The Scotland County Veterans’ Council’s Memorial Day ceremony honored American servicemen killed in battle as well as those war veterans still living.
Not a cloud marred the sky during Monday’s event, which was held at Hillside Memorial Park. Some 100 people, including members of the veterans’ council and other veterans’ organizations, attended. The Laurinburg Police Department Honor Guard presented the colors at the start of the ceremony, and Scotland High School student Nyjel Graham followed with a rendition of “The Star-Spangled Banner” on saxophone.
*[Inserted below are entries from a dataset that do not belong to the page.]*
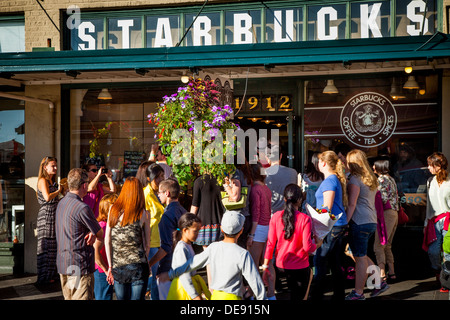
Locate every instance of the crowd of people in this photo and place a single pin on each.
(249, 233)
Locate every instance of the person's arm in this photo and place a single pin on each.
(161, 253)
(255, 212)
(111, 188)
(43, 187)
(108, 251)
(186, 279)
(98, 245)
(353, 193)
(147, 232)
(308, 245)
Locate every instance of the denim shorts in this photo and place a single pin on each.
(359, 237)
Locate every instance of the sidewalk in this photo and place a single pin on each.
(24, 288)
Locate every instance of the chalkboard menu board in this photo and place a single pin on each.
(132, 160)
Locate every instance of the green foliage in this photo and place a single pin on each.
(188, 117)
Scotland County Veterans’ Council President Jimmy Bennett served as master of ceremonies, with treasurer Bill Owens introducing keynote speaker, state Sen. Gene McLaurin.
In his remarks, McLaurin called for rememberance of military members killed in war and for contemplation of the reason for their absolute sacrifice.
“This is a holiday, but it is so much more than that: it is a time for us to remember and reflect on what it means to be an American, to acknowledge our past and to be pointed toward our future,” he said. “It’s a day to remember that the freedom that we take for granted is ours because of those brave men and women who fought for us and gave their all.”
McLaurin also paid tribute to those present who are military veterans and the beliefs shared by those who risk their lives in service to their country.
“They believed in freedom, they believed in democracy, they believed that war was necessary in defending our country and our way of life in America and those precious rights that are guaranteed by our United States Constitution,” said McLaurin. “They also believed in us, and we have a responsibility to uphold the principles they died for.”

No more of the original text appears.